In a way, the shutting down of comments sections is akin to quelling street demonstrations. There's strength in numbers, and these sections are virtual demonstrations where citizens can come together and speak truth to power; they enable people to join a phalanx of philosophical soul mates. Instead of asking, "Am I alone in thinking this article is bunk?" you can know that millions stand with you. But it serves the mainstream media's agenda if you think you're alone.
The AFP article also mentions how forcing people to post comments under their real names, as Facebook does, encourages "civility." Many leftists love this idea, but it's more rank hypocrisy. It's easy to feign principle and bloviate about how people should be man enough to take ownership of their opinions when yours are politically correct. But we live in a time when ex-CEO Brendan Eich was forced to resign from Mozilla Corporation for supporting marriage, a real-estate agent was fired for complaining about the flying of a foreign flag on U.S. soil, and pizza-shop owners were forced into hiding by death threats merely for saying they wouldn't cater a faux wedding. We live in a time in which treason is the elitist norm. So why do some liberals favor the elimination of Internet anonymity? Well, how else can you know whom to persecute?
Having said this, true Internet incivility is a problem. I've often lamented the profanity rife on the Web (kids sometimes see these things, you know), a phenomenon that just further coarsens society. But that's not mainly what Leftists complain about when sanctimoniously speaking of "incivility"; in fact, they're the very ones who mainstreamed profanity (unfortunately, too many conservatives follow their lead), as Hollywood movies attest.
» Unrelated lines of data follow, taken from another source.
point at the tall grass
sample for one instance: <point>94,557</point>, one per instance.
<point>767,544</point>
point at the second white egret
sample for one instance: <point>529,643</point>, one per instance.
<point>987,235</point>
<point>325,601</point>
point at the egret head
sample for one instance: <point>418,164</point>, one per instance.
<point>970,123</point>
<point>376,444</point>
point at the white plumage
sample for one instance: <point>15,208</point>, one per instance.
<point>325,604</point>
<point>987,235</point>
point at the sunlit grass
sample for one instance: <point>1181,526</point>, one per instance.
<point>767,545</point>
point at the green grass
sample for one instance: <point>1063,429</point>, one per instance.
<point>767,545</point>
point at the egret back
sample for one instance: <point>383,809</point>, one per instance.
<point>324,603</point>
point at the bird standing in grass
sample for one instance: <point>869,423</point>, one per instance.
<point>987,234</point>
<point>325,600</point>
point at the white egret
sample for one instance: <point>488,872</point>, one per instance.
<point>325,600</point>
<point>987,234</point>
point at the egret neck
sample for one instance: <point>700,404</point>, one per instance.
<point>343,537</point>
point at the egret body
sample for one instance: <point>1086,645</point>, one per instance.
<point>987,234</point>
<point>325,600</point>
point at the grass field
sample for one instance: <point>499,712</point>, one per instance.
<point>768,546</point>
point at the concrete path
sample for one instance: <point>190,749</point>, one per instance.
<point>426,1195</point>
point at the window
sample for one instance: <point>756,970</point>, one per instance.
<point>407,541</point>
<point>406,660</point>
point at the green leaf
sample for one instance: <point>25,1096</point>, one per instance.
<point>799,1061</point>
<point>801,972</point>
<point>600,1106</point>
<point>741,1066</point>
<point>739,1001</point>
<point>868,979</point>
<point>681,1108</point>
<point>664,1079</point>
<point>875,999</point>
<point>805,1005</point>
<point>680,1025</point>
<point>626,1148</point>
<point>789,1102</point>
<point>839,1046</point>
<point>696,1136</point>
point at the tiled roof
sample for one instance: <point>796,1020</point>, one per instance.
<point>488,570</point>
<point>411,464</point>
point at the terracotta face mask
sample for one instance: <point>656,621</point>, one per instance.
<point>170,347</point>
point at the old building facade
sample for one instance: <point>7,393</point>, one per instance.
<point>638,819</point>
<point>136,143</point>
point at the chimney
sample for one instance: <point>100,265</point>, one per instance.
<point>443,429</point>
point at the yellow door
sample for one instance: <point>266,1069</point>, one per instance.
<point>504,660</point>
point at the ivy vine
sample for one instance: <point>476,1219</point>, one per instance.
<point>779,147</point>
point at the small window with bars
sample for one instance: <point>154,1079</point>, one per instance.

Yet their lying tongues are far worse than their dirty mouths. For the worst kind of incivility is insincerity in discourse.
William F. Buckley once observed, "Liberals claim to want to give a hearing to other views, but then are shocked and offended to discover that there are other views." This is the main reason Internet comments sections may shock and offend liberals. They like their echo chambers and don't want to hear other views. It's "out of sight, out of mind." And because they want to control minds, they don't want you to hear other views, either.